Two possible mechanisms by which clot structure may influence the risk for thrombosis stand out from others. One of these involves the response of the clot to endogenous fibrinolytic mechanisms. The structure of the fibrin clot is a major determinant of the efficacy of fibrinolysis. Indeed, Undas et al show that the clots from patients with venous thrombosis are lysed more slowly than those of their relatives, which in turn lyse more slowly than those of the controls.¹  This is in complete agreement with the structural changes that were observed in these subjects. The second potential mechanism involves the response of the clot to mechanical deformation and stress induced by the flow of the blood. Fibrin is one of the most elastic natural polymers known to man.^7,8  The architecture of the fibrin network modulates visco-elastic properties of the clot. Differences in clot structure and elasticity could therefore influence the response of the clot to shear stress and flow, and possibly the risk of embolization. To investigate this, the authors used compaction as an estimate of clot stiffness and observed changes in the patients that correlate with the structural parameters of the fibrin clot.¹  Fibrin structure and compaction were different in the patients with pulmonary embolism, although counterintuitively perhaps they were intermediate to fibrin structure and compaction in the patients with deep vein thrombosis alone and their relatives. Nonetheless, these findings indicate that “brittleness” of the clots may play a role in thromboembolism and suggest that further research is required to fully characterize changes in visco-elastic properties of blood clots.

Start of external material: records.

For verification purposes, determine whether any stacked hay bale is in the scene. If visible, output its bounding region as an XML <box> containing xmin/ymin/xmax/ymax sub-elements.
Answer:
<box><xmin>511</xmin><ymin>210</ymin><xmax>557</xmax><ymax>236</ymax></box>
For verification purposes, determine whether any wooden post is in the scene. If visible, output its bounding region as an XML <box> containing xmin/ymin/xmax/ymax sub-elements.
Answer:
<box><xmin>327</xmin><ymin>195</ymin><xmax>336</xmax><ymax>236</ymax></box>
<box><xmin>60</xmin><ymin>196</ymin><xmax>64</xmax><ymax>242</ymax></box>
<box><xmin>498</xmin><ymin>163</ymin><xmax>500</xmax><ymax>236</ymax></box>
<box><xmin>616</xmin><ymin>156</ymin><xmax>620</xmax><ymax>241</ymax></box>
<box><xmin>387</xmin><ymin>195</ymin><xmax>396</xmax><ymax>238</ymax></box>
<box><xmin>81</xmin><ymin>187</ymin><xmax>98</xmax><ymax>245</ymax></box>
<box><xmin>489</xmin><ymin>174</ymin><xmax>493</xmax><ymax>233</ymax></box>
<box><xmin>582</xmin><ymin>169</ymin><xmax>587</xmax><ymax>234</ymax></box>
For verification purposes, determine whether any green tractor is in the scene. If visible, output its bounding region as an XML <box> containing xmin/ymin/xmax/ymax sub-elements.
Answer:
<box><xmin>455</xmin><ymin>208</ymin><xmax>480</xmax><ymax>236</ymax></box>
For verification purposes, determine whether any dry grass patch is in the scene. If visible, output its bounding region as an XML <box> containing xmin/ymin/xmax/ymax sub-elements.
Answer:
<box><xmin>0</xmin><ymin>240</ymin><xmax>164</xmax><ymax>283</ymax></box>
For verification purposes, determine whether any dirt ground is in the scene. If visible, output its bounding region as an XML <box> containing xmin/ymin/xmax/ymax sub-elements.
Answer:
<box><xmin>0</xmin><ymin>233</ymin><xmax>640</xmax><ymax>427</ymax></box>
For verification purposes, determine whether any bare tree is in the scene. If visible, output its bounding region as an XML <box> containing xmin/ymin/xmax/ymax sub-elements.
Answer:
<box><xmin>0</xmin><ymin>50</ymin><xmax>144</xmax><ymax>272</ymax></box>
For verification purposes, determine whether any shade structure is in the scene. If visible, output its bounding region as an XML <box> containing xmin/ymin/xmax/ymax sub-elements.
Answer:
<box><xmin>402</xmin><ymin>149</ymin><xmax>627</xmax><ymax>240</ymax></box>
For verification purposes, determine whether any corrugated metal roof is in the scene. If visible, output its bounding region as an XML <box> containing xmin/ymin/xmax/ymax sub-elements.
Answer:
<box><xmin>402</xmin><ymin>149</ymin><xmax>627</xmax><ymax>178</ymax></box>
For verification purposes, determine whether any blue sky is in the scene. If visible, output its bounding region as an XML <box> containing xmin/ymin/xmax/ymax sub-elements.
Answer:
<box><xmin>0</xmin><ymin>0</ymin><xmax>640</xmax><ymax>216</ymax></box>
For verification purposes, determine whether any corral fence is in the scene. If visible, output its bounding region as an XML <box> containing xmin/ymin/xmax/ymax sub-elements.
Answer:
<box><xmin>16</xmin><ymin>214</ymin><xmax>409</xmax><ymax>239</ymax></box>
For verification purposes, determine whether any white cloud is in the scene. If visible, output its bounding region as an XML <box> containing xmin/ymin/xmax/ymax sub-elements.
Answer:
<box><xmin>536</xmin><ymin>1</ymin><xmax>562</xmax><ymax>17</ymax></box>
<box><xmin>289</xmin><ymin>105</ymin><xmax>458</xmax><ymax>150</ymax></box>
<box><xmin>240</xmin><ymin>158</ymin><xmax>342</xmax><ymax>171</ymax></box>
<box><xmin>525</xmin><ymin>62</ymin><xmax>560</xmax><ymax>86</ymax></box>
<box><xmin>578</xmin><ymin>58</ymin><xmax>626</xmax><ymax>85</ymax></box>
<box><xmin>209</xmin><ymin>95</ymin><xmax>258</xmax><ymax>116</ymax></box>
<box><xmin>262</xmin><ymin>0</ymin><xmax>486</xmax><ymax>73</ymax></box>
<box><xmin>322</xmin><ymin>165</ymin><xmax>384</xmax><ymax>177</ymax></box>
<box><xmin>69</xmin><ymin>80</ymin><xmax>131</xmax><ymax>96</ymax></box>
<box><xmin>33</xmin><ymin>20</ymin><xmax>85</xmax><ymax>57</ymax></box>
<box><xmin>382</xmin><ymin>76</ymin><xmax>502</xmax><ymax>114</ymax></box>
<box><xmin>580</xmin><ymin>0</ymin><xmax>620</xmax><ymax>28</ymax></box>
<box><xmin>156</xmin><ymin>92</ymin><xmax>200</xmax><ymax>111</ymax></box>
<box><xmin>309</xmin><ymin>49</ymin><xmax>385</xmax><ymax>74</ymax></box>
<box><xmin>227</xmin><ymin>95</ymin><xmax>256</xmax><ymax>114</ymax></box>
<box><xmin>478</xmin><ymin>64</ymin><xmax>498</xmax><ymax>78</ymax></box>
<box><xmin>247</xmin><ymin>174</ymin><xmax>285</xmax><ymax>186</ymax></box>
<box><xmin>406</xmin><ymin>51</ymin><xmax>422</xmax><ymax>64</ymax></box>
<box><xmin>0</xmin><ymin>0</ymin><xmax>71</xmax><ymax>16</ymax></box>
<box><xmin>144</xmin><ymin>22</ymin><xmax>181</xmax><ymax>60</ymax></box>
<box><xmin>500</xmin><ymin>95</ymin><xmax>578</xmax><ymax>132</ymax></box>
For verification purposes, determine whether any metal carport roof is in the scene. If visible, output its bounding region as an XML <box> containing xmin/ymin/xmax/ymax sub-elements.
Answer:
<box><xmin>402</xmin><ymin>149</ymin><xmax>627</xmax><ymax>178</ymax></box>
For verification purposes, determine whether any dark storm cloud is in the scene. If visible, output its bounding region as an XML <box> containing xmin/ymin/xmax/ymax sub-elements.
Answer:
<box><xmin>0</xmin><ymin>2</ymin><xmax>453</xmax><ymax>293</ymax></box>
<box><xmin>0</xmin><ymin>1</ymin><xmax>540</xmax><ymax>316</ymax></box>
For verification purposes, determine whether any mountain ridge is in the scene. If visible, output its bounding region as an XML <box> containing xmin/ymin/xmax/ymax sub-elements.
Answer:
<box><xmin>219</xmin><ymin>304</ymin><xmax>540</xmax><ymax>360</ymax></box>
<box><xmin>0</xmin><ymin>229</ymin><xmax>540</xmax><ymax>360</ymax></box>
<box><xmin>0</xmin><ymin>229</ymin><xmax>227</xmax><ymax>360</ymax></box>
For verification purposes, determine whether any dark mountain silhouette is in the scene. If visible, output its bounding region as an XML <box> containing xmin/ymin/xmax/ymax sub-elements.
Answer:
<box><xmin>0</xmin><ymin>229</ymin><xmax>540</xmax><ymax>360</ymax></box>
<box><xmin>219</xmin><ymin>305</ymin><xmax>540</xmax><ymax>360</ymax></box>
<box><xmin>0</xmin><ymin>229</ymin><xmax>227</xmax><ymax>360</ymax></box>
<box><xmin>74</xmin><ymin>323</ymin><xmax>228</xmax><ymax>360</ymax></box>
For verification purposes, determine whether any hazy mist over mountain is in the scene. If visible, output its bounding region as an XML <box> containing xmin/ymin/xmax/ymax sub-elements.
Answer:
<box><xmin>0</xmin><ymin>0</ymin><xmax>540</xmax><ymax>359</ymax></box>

The implications of the findings presented by Undas et al are that the structure and function of the blood clot are important for thrombosis. Once the molecular mechanisms that underpin the relationship between clot structure and thrombosis have been fully delineated, consideration should be given to the diagnostic potential of characterizing clot structure and to the modulation of clot architecture as a possible treatment for thrombosis.